The following is a list of inference methods and/or probablisitc programming frameworks which are planned to be integrated into this package:

#### Ensemble/particle algorithms

- [x] Importance sampling, a.k.a particle batch smoothing [3] (PBS) and generalized likelihood uncertainty estimation [4] (GLUE)
- [ ] Particle Filtering and Sequential Monte Carlo [5,6] (PF/SMC)
- [x] Ensemble Kalman sampling and inversion (EKS/EKI) via [EnsembleKalmanProcesses.jl](https://github.com/CliMA/EnsembleKalmanProcesses.jl) [7]
- [x] Ensemble smoother with multiple data assimilation [8] (ES-MDA)
- [ ] Adaptive multiple importance sampling [9] (AMIS)
- [ ] Particle flow filters [10] (PFF)

#### Density estimation
- [x] Sequential neural likelihood/posterior estimation (SNLE/SNPE) via [sbi](https://sbi-dev.github.io/sbi/)

#### Hybrid ensemble + emulator
- [x] Calibrate, emulate, sample w/ Gaussian Processes [11] (CES-GP)

#### Markov Chain Monte Carlo
- [x] Affine Invariant MCMC [12] (a.k.a "emcee") via [AffineInvariantMCMC.jl](https://github.com/madsjulia/AffineInvariantMCMC.jl)

#### Package integration
- [x] [Turing](https://github.com/TuringLang/Turing.jl)
- [x] [DynamicHMC](https://github.com/tpapp/DynamicHMC.jl)
- [x] [Gen](https://github.com/probcomp/Gen.jl)

## Funding acknowledgements
This work was supported by the Helmholtz Einstein Berlin International Research School in Data Science (grant HIDSS-0001) and the German Academic Exchange Service (grant 57647579).

## References
[1] Cranmer, Kyle, Johann Brehmer, and Gilles Louppe. "The frontier of simulation-based inference." Proceedings of the National Academy of Sciences 117.48 (2020): 30055-30062.

[2] Evensen, Geir, et al. "Data Assimilation Fundamentals.", Springer (2022): https://doi.org/10.1007/978-3-030-96709-3

[3] Margulis, Steven, et al. "A Particle Batch Smoother Approach to Snow Water Equivalent Estimation." J. Hydrometeor. (2015): https://doi.org/10.1175/JHM-D-14-0177.1

[4] Beven, Keith, and Andrew Binley. "GLUE: 20 years on", Hydrol.
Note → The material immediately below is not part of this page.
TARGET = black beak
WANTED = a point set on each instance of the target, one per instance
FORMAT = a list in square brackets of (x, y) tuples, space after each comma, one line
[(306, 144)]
Process. (2014): https://doi.org/10.1002/hyp.10082

[5] Peter Jan van Leeuwen. "Particle Filtering in Geophysical Systems". Mon. Wea. Rev. (2009): https://doi.org/10.1175/2009MWR2835.1

[6] Chopin, Nicolas, and Omiros Papaspiliopoulos. "An Introduction to Sequential Monte Carlo." Springer (2020): https://doi.org/10.1007/978-3-030-47845-2

[7] Dunbar, Oliver R. A. et al. "EnsembleKalmanProcesses.jl: Derivative-free ensemble-based model calibration." Journal of Open Source Software (2022): https://doi.org/10.21105/joss.04869

[8] Emerick, Alexandre A., and Albert C. Reynolds. "Ensemble smoother with multiple data assimilation." Computers & Geosciences (2013): https://doi.org/10.1016/j.cageo.2012.03.011

[9] Cornuet, Jean‐Marie, et al. "Adaptive multiple importance sampling." Scandinavian Journal of Statistics 39.4 (2012): 798-812.

[10] Hu, Chih‐Chi, and Peter Jan Van Leeuwen. "A particle flow filter for high‐dimensional system applications." Quarterly Journal of the Royal Meteorological Society 147.737 (2021): 2352-2374.

[11] Cleary, Emmet, et al. "Calibrate, emulate, sample." Journal of Computational Physics 424 (2021): 109716.

[12] Goodman, Jonathan, and Jonathan Weare. "Ensemble samplers with affine invariance." Communications in applied mathematics and computational science 5.1 (2010): 65-80.